7.  Eggs - Perhaps one of the most maligned food items in the past, the pendulum has swung the other way for the lowly egg.  Sworn off for their high cholesterol content, researchers and nutritionists now know that the egg can be a very healthy addition to one's diet.  Harvard researchers have concluded that "dietary cholesterol isn't nearly the villain it's been portrayed to be."  In a recent study, they found "the biggest influence on blood cholesterol level is the mix of fats in your diet—not the amount of cholesterol you eat from food," with trans fats and saturated fats being the biggest culprit in driving up cholesterol. (2)  Of course if you suffer from heart disease or diabetes you will want to check with your doctor first, but most health experts now give the green light to moderate egg consumption.  This is good news for healthy individuals who love eggs!  Eggs are quick to prepare, high in protein, relatively low in calories, and a good source of Omega-3 fatty acids.  They are portable when hard-boiled which makes them a convenient snack. Evidence shows that organic eggs from free-range chickens are much higher in Omega-3s, lower in saturated fats, and just plain taste better than eggs from commercially raised chickens.  This may be one area where it pays to buy the best.  If you are concerned about calories or fat, you can always add egg whites to one whole egg. This gives all the benefits of extra protein without the extra calories (55 calories in the yolk while the white contains only 16 calories).
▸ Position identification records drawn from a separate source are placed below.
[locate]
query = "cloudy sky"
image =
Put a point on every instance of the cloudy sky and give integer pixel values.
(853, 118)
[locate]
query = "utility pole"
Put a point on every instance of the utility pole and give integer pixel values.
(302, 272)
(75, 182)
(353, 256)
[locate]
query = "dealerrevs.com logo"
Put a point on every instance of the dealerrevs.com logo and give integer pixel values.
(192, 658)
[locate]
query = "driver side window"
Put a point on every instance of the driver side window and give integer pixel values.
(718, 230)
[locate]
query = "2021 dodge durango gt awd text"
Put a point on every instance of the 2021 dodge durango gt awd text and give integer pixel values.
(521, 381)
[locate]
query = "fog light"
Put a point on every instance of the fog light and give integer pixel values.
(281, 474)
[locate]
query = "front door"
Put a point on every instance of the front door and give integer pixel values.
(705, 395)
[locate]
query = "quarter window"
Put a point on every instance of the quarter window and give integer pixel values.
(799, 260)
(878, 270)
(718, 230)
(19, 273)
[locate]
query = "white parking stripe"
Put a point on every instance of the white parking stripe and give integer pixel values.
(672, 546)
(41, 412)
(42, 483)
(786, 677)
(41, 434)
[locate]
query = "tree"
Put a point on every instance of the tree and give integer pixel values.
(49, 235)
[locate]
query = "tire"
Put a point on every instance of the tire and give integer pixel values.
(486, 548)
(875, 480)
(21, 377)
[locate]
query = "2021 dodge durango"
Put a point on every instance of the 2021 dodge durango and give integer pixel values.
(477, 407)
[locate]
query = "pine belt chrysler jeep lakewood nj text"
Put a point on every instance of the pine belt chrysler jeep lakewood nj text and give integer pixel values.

8. Sweet Potatoes - If I had to pick a favorite among my Top Ten list, this is it.  This nutritional all-star is full of good things including vitamin A, vitamin C, vitamin E, potassium, iron, magnesium and phytochemicals like beta carotene and lutein.  Only distantly related to the white potato (and don't confuse it with a yam -- it's not even the same species!), this superfood is versatile, portable and delicious. Even though they are called "sweet" potatoes, they actually take much longer to digest and enter the blood stream than white potatoes whose starches quickly convert to sugar.  Baked whole, oven-fried in olive oil, or mashed and served in a casserole, sweet potatoes make a perfect accompaniment to any meal.  What I love about them (and this is often overlooked) is how portable they are.  They can be microwaved at home and taken along when you go out.  Later, when they have cooled, they can be peeled like a banana and eaten whole.  Don't forget to pierce them with a fork a couple of times before microwaving or baking to allow the steam to escape. 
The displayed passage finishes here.